M. Malabari est un Hindou fort intéressant, que son caractère et ses talens recommandent à l’attention et à la sympathie. Ce petit homme maigre, au teint basané, dont la physionomie exprime tour à tour les vives impressions d’un cœur mélancolique et l’autorité d’un missionnaire qui pense avoir charge d’âmes, est un Parsi, fort attaché à la doctrine de Zoroastre, et ce Parsi est le rédacteur en chef d’un journal important, l’Indian Spectator. Mais il n’est pas un journaliste comme un autre. Il croit encore à la mission sacrée de la presse ; il est fermement convaincu que les journaux sont destinés à redresser les torts, à réformer les abus, à instruire les foules ignorantes, à avertir et à corriger les puissans, à fortifier et à consoler les faibles. M. Malabari aime passionnément son pays ; mais son amour est clairvoyant. Il ne s’aveugle point sur les faiblesses et sur les misères d’une race noble entre toutes, qui par une déplorable fatalité mérita ses malheurs et sa servitude, et il a juré de se consacrer à son relèvement.
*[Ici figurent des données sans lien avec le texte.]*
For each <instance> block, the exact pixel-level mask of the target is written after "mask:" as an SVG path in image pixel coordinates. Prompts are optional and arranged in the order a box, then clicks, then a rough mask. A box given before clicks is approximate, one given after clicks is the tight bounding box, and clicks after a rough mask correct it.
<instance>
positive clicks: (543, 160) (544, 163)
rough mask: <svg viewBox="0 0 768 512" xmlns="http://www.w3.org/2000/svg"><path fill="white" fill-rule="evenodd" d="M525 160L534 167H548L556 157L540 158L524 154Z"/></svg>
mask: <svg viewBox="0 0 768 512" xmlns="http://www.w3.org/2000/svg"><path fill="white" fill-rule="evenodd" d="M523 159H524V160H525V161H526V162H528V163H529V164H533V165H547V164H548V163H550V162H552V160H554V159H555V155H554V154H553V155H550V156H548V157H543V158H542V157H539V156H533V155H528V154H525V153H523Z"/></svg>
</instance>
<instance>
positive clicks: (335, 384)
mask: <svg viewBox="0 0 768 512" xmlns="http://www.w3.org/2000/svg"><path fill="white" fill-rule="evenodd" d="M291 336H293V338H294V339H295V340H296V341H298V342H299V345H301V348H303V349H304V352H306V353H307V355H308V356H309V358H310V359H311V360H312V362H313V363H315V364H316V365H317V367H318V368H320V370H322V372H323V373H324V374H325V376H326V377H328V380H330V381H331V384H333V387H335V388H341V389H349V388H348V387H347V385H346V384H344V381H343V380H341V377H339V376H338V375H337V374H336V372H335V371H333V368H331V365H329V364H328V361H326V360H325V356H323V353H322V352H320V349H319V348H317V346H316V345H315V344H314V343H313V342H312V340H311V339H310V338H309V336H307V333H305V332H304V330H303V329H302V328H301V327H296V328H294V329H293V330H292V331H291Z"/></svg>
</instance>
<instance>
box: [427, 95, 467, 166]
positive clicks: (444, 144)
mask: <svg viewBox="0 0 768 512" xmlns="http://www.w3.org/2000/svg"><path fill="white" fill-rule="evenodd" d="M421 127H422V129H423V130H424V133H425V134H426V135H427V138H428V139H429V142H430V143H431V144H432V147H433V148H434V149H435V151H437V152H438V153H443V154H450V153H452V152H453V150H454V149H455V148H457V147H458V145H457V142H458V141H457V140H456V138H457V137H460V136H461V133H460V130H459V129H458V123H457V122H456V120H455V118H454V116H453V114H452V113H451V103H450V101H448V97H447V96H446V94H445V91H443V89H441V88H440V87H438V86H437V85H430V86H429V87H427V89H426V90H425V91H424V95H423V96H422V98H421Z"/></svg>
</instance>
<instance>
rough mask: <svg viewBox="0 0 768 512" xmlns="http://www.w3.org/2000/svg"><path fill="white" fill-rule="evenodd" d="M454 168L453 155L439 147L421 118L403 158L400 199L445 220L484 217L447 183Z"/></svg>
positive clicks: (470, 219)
Il a l’âme trop religieuse pour protester contre l’arrêt du destin qui a voulu que l’Inde tombât sous la domination de l’Angleterre. Il n’a point de préjugés contre les Anglais ; il lui en coûte peu de reconnaître leurs mérites, il ne conteste pas leur supériorité. Il critique seulement leurs méthodes de gouvernement, il leur reproche d’être des maîtres maladroits. Les uns sont des soldats, qui ne croient qu’à leur épée, qui se figurent que la force suffira pour retenir à jamais les Hindous dans l’obéissance, sans qu’il soit nécessaire de raisonner avec eux. — « Vous vous trompez, mon cher colonel Matamore ! s’écrie M. Malabari.